Des jeunes, des malades, des scientifiques, mais aussi des moines et des hommes politiques: plusieurs milliers de Thaïlandais ont assisté à la première fête du cannabis organisée dans le royaume après la légalisation de la marijuana à usage médical, un business qui s'annonce fort juteux.
Chaivisit Visitvekin, un moine de 67 ans, sort une fiole d'huile de cannabis de sa robe et dépose une goutte sur sa langue. Non loin de là une famille se prend en photo devant de plantureux plants de marijuana. Des scènes inimaginables il y a encore quelques mois dans le royaume très conservateur.
Mais, en décembre, la Thaïlande a franchi le pas, devenant le premier pays d’Asie du Sud-Est à légaliser la culture du cannabis à usage médical, un marché dominé jusqu’ici par le Canada, l’Australie, Israël et plusieurs états des Etats-Unis.
La mise en œuvre de la loi a toutefois pris du retard.
En attendant, un festival dédié à la marijuana se tenait ce week-end dans la province rurale du Buriram, à quelques centaines de kilomètres au nord-est de Bangkok.
De nombreux drapeaux multicolores, tipis blancs et chapiteaux ont été dressés pour l'occasion.
Des stands proposent des feuilles à rouler ou des pipes alors que résonnent des chansons du roi du reggae, Bob Marley. D'autres exposent du matériel de serre et des éclairages nécessaires à la culture, tandis que plusieurs conférenciers devisent sur les différentes variétés de cannabis ou le contrôle de sa qualité.
Chaivisit Visitvekin fait la queue afin d'obtenir auprès du ministère de la Santé le précieux sésame qui lui permettra d'utiliser la marijuana pour soulager ses douleurs à l'épaule.
"J'ai recours à de l'huile et je n'ai jamais eu aucun effet secondaire", assure-t-il.
Surrerat Ruangnoy consomme, elle, du cannabis afin de soulager ses migraines. "Au festival, j'ai vu des personnes âgées.
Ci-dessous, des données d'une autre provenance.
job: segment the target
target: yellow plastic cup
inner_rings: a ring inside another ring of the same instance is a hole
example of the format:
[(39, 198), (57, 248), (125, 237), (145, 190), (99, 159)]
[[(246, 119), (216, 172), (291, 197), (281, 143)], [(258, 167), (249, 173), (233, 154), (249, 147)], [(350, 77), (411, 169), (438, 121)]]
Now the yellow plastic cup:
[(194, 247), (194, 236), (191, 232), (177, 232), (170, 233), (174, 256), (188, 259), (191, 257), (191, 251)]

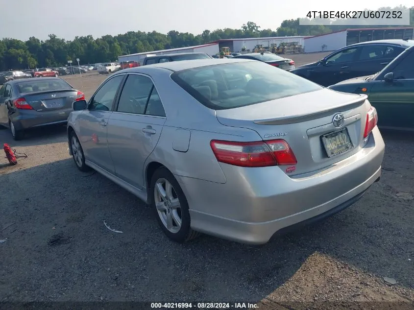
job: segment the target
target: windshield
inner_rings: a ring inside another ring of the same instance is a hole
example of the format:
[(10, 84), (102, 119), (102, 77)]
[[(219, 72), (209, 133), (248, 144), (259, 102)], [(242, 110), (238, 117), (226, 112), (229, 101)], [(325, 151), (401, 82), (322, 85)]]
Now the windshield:
[(238, 108), (322, 89), (258, 61), (188, 69), (174, 72), (171, 77), (201, 103), (214, 110)]
[[(38, 79), (33, 79), (37, 80)], [(65, 82), (65, 80), (60, 78), (43, 81), (30, 81), (29, 82), (19, 83), (17, 84), (17, 87), (19, 89), (19, 92), (21, 93), (54, 91), (58, 89), (72, 88), (72, 87)]]
[(189, 54), (188, 55), (179, 55), (173, 56), (174, 61), (180, 60), (191, 60), (191, 59), (209, 59), (210, 57), (207, 54)]
[(276, 56), (274, 54), (267, 54), (264, 53), (263, 55), (262, 54), (253, 54), (251, 55), (252, 57), (261, 60), (262, 61), (279, 61), (280, 60), (285, 60), (285, 59), (279, 56)]

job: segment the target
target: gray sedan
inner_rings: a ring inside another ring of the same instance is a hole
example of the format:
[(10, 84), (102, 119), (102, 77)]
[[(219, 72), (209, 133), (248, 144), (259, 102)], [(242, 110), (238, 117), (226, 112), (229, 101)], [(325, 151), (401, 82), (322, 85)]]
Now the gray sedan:
[(254, 60), (123, 70), (73, 103), (70, 152), (151, 206), (165, 233), (262, 244), (322, 219), (379, 180), (384, 143), (366, 96)]
[(72, 102), (84, 99), (83, 93), (58, 77), (10, 81), (0, 89), (0, 125), (18, 140), (26, 130), (65, 123)]

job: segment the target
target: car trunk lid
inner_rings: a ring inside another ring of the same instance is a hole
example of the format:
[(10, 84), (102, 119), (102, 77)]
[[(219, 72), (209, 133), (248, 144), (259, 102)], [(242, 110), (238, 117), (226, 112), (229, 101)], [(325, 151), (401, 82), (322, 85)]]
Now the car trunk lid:
[[(324, 89), (217, 110), (216, 116), (223, 125), (252, 129), (264, 141), (286, 141), (297, 164), (281, 167), (289, 175), (296, 175), (330, 166), (363, 147), (369, 109), (366, 98), (366, 95), (341, 94)], [(343, 115), (344, 123), (336, 128), (333, 118), (339, 113)], [(332, 132), (336, 133), (329, 134)]]
[(38, 112), (71, 108), (72, 102), (81, 95), (74, 89), (61, 89), (22, 94), (26, 102)]

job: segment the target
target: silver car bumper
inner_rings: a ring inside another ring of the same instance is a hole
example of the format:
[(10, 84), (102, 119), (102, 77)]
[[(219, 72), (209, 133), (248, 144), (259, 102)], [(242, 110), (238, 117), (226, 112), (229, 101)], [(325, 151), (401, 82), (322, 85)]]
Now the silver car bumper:
[(381, 176), (385, 145), (378, 128), (366, 145), (333, 167), (290, 177), (278, 167), (222, 165), (225, 184), (176, 176), (195, 230), (251, 244), (278, 231), (339, 212)]

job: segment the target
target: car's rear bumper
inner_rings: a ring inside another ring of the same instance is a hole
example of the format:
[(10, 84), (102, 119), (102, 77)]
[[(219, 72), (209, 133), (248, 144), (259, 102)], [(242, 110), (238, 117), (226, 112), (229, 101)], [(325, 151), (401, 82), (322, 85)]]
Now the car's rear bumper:
[(16, 129), (21, 130), (48, 125), (65, 123), (68, 121), (69, 114), (73, 111), (72, 108), (48, 112), (23, 110), (12, 114), (10, 119)]
[(384, 148), (376, 127), (360, 152), (306, 175), (290, 177), (277, 167), (235, 169), (223, 165), (225, 184), (176, 177), (194, 229), (262, 244), (278, 231), (329, 216), (355, 202), (380, 177)]

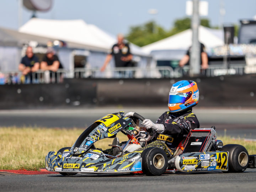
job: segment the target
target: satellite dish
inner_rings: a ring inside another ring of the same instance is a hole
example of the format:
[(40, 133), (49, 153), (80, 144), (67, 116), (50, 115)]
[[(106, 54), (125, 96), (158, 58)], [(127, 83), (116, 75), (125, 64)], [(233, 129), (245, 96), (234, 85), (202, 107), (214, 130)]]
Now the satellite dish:
[(52, 8), (52, 0), (23, 0), (23, 5), (30, 10), (47, 11)]

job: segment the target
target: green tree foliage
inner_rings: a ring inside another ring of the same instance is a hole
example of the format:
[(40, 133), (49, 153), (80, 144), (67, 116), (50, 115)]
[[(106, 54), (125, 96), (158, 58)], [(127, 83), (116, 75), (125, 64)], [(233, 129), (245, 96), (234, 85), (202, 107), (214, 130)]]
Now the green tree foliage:
[[(203, 26), (210, 27), (210, 21), (207, 19), (201, 19), (201, 23)], [(189, 29), (191, 23), (189, 17), (177, 19), (172, 29), (166, 30), (151, 21), (141, 25), (131, 27), (126, 38), (129, 42), (142, 47)]]

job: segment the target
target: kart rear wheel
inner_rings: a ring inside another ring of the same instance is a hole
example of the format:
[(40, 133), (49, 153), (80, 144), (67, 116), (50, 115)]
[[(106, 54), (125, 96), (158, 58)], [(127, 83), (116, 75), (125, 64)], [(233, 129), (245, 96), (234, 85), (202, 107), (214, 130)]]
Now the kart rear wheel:
[(147, 175), (161, 175), (167, 169), (168, 158), (159, 148), (150, 147), (142, 154), (142, 171)]
[(228, 171), (223, 172), (242, 172), (246, 169), (249, 162), (249, 155), (244, 146), (229, 144), (224, 145), (221, 150), (229, 152)]
[(77, 173), (64, 173), (63, 172), (59, 172), (59, 173), (60, 174), (60, 175), (63, 175), (64, 176), (69, 176), (70, 175), (74, 175), (77, 174)]

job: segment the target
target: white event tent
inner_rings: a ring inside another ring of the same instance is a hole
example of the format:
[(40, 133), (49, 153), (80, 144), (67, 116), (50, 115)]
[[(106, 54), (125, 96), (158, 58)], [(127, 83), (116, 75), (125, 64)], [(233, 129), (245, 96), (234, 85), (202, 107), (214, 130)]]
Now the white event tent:
[[(199, 41), (204, 45), (208, 51), (211, 48), (224, 44), (223, 30), (201, 26), (198, 33)], [(142, 49), (146, 53), (151, 53), (157, 60), (180, 59), (192, 43), (192, 30), (189, 29), (144, 46)]]
[[(92, 67), (102, 66), (107, 54), (117, 42), (116, 37), (94, 25), (86, 23), (82, 20), (32, 18), (22, 26), (18, 31), (23, 33), (71, 42), (73, 45), (80, 45), (73, 48), (86, 51), (87, 62)], [(68, 47), (70, 47), (71, 44), (70, 43), (68, 43)], [(138, 62), (139, 66), (144, 67), (153, 63), (150, 61), (152, 57), (149, 54), (135, 45), (129, 44), (131, 52), (134, 55), (135, 60)], [(73, 62), (66, 51), (63, 53), (59, 51), (58, 54), (60, 58), (62, 58), (61, 61), (64, 63), (64, 68), (72, 69)], [(114, 66), (113, 60), (109, 65)]]

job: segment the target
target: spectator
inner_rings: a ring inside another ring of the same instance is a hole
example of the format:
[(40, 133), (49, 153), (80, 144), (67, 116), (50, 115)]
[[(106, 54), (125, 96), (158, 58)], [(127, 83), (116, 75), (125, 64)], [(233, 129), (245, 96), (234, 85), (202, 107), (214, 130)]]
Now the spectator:
[(52, 47), (48, 47), (46, 54), (41, 62), (41, 69), (43, 71), (57, 71), (59, 69), (62, 69), (62, 65), (58, 56), (55, 54), (55, 51)]
[[(189, 48), (186, 54), (180, 61), (179, 65), (183, 67), (185, 65), (189, 64), (190, 52), (191, 47)], [(205, 47), (203, 43), (200, 43), (200, 63), (201, 67), (203, 69), (206, 69), (209, 66), (208, 65), (208, 56), (205, 50)]]
[(117, 36), (117, 43), (112, 47), (111, 53), (107, 55), (101, 71), (103, 71), (110, 60), (114, 56), (116, 67), (129, 66), (131, 64), (133, 56), (130, 51), (128, 43), (124, 42), (124, 37), (119, 34)]
[(31, 81), (32, 73), (36, 72), (39, 69), (39, 62), (37, 57), (34, 54), (31, 47), (27, 47), (26, 54), (19, 65), (18, 69), (25, 75), (26, 81)]

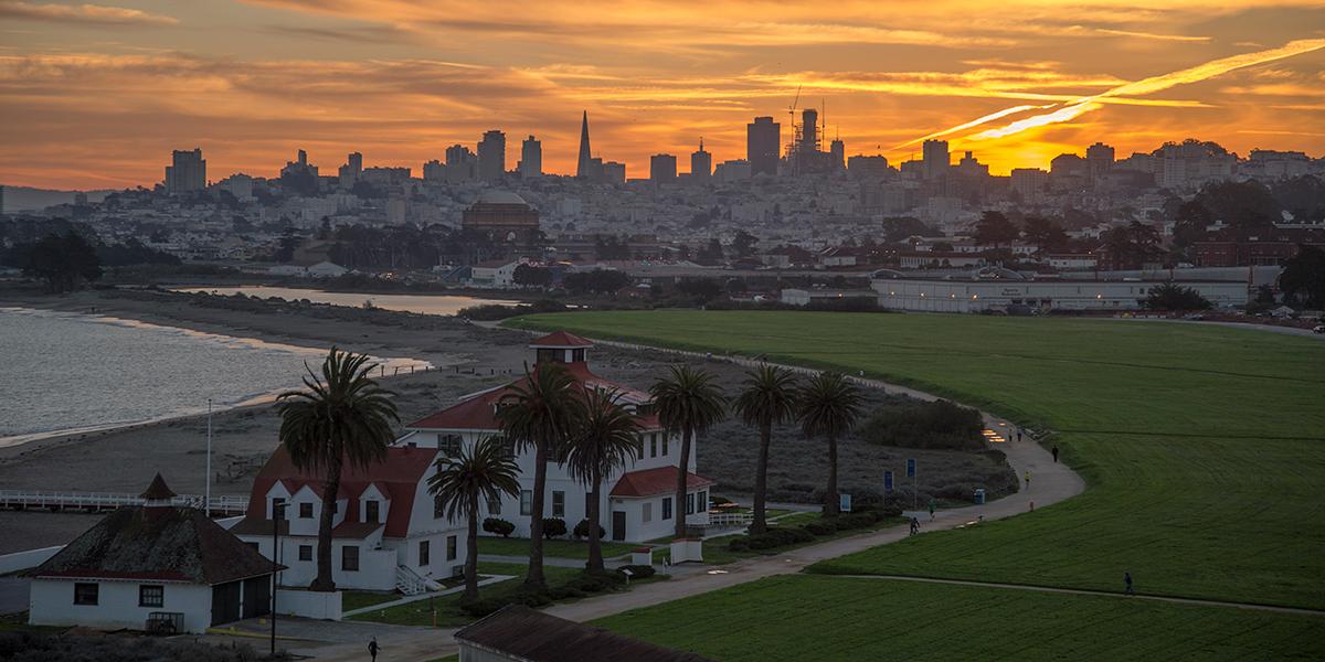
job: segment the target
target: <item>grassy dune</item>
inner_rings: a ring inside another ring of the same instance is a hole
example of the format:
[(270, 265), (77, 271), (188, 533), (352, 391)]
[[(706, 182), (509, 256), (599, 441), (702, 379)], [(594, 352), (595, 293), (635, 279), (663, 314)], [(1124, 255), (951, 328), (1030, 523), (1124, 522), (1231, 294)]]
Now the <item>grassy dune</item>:
[(1325, 608), (1325, 343), (1316, 339), (832, 312), (575, 312), (510, 324), (864, 369), (1055, 429), (1089, 482), (1065, 503), (819, 572), (1120, 591), (1130, 571), (1146, 593)]

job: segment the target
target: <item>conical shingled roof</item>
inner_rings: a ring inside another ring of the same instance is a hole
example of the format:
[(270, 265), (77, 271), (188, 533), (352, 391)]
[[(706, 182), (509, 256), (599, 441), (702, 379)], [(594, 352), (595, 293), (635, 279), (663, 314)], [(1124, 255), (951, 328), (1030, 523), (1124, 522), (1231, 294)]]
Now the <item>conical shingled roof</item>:
[(162, 474), (156, 474), (156, 478), (152, 478), (152, 485), (148, 485), (147, 491), (139, 494), (139, 496), (147, 500), (167, 500), (175, 498), (175, 493), (166, 485)]

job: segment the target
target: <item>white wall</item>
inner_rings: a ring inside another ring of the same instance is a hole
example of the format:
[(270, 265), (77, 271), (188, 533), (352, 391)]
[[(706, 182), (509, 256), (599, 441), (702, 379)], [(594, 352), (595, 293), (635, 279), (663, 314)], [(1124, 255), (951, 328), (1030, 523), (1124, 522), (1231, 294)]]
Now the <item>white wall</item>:
[[(32, 625), (85, 625), (142, 630), (152, 612), (184, 614), (184, 629), (204, 633), (212, 622), (212, 588), (162, 581), (95, 581), (101, 585), (95, 605), (74, 604), (74, 580), (34, 579), (29, 597)], [(138, 587), (164, 587), (162, 606), (138, 606)]]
J'ai pris des photos et je les montrerai à mes parents" afin qu'ils comprennent mieux ma situation, relève la jeune femme de 26 ans.
Des milliards de bénéfices ?
La légalisation à usage médical devrait aussi permettre aux paysans de se diversifier dans un pays où l'agriculture est focalisée sur le riz et les hévéas pour produire du caoutchouc.
La vente de la marijuana sous forme d’herbe ou d’huile pourrait engendrer des bénéfices de quelque 2,7 milliards d'euros par an, selon des estimations fournies en décembre à l'AFP par Prapat Panyachartrak, président du Conseil national des fermiers.
Une potentielle manne financière sur laquelle a surfé un petit parti politique lors des élections législatives de mars, les premières depuis le coup d'Etat de 2014 qui a porté au pouvoir une junte militaire.
Le Bhumjaithai (Fierté thaïe) a fait campagne pour la légalisation du cannabis mais aussi pour permettre à chaque ménage de cultiver quelques plants chez eux.
Un pari gagnant puisqu'il est devenu à l'issue du scrutin une force politique non négligeable. Il se retrouve en position d'arbitre, courtisé par les deux principales factions (pro-junte et pro-démocratie) pour espérer remporter une majorité à la Chambre des représentants. Les résultats officiels seront connus d'ici le 9 mai.
L'objectif du festival est "d'aider les Thaïlandais à "comprendre et à bénéficier des avantages du cannabis", relève Newin Chidchob, le président du festival et un des membres fondateur du Bhumjaithai.
La marijuana a longtemps été considérée comme une herbe traditionnelle en Thaïlande, avant d’être classée comme narcotique dans les années 1970.
Aujourd'hui, enfin, "la stigmatisation du cannabis est en train de changer" dans le royaume, se félicite Ryan Doran, un expert américain qui assiste au festival afin de conseiller les agriculteurs sur le sujet.